02 Diving deeper: category-specific insights
Finding a fit
So, our investigation delved further, systematically evaluating different categories to discern whether the overarching pattern of Double Jeopardy applies universally.
The more rigorous approach we undertook was to repeat the analysis in the following paper: If the Model Fits, Use It: Methods and Benchmarks for Evaluating NBD-Dirichlet Goodness-of-Fit by Carl Driesener, Melissa Baelis and Cam Rungie. The NBD-Dirichlet is the long-established way to model buyer behaviour – it is used to create buyer-based benchmarks like the one described earlier. This paper sets out measures to evaluate whether the NBD-Dirichlet model for a defined category is a “good” fit for a category.
We followed the “good” fitting criteria set out in the paper and examined over 190 UK grocery categories over every year. The category definitions are used by all our clients to measure the grocery market. Private Label is included but has been amalgamated into one to make it like a national famous brand, i.e., it can be bought in almost every retailer.
The findings were telling: approximately two-thirds of the categories exhibited a good fit.
We found similar “good” fit results every year, although, in the latest year, we see more variation than in previous years, with a particularly low pass rate for categories with under 25% penetration.
Splitting the data by category penetration shows that the fit improves as category penetration increases. However, even when the data is at its strongest — when over three in four people buy the category at least once per annum — still, one in five categories are not passing the “good fit” test.
To illustrate good and bad fits, we show multiple categories of varying sizes with individual brands shown against the Dirichlet fit.

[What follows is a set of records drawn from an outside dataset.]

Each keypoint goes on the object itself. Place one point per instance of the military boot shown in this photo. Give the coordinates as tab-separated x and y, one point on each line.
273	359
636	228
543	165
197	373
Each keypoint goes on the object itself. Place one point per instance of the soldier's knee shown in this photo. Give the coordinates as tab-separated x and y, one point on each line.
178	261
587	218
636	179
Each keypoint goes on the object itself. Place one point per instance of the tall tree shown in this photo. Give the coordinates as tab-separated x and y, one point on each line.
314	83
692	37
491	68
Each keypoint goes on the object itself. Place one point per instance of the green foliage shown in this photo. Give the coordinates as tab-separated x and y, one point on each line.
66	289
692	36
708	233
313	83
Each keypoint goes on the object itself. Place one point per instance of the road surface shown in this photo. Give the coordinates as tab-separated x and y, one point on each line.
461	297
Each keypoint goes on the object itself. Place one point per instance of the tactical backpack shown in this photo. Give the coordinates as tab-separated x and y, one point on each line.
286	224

To be a good fit: we used the rules set out in the paper: correlation - >=0.9 for Penetration - >=0.6 for frequency; AVE % <=5% for Penetration, <=10% for Frequency; RAAE <15% for Penetration, <20% for Frequency; MAPE <20% for Penetration, <20% for Frequency. For more details: If the Model Fits, Use It: Methods and Benchmarks for Evaluating NBD-Dirichlet Goodness-of-Fit by Carl Driesener, Melissa Baelis and Cam Rungie.
Why do we find many categories that don’t seem to fit?
There could be a myriad of reasons that would be uncovered in a deeper analysis, but as we know, sometimes certain brands are not as national as others — they are strong in a region; sometimes brand sales are more seasonal; sometimes they have functional qualities that create more frequency (loyalty) than you would expect for their attraction (penetration).
Category conundrums
It is clear, for all these reasons and more, that category and brand definitions used really matter. This is not unlike a regression modeller making calls on how to transform/include/exclude explanatory variables to build a “best fit” model. In our case we have only one model to fit – where we can include or exclude brands and their specific formats to find what works best.
For example, to illustrate the analytical work required to find a predictable relationship these would be our simple next steps:
Men’s Skincare: The next step would be to exclude the very low frequency brands, which are more seasonal, hence they have a lower frequency than expected.
Flavoured Milk: It just passes. Would it work better to split the market by dairy and non-dairy to find a better fit?
Instant Hot Snacks: Is Pot Noodle an outlier, and the reason why the fit doesn’t work well for small brands? Is Nissin causing the issue – is that in a different category or does it have less distribution?
Antiseptics and Liquid disinfectants: These are good examples. We expect them to always work. It's worth checking if all brands have similar sub-offers selling in the same proportions—is this why they work so well?
Chocolate Biscuit Bars: Another good example, and how we expect it to work. Look how close McVities (Club) and KitKat are on the chart. But it shows Tunnocks off the line – with a higher loyalty. This makes sense due to the regional strength it has in Scotland.
Toothpaste: All the smaller brands are below the line. Is this because Colgate or Sensodyne is stronger than expected? The latter has more loyalty – it’s a premium brand with strong positioning around reducing teeth sensitivity. Would the fit improve if we split out the sensitive market, as all the leading brands have sensitive products? Are there other potential splits?
Instant Coffee: Another example where all the small brands fall under the line. Is Kenco and Nescafe doing better than expected? Instant Coffee is a mixture of different formats – from sachets to powder to granules to more expensive micro powders. Is this total overview giving us the right benchmarks?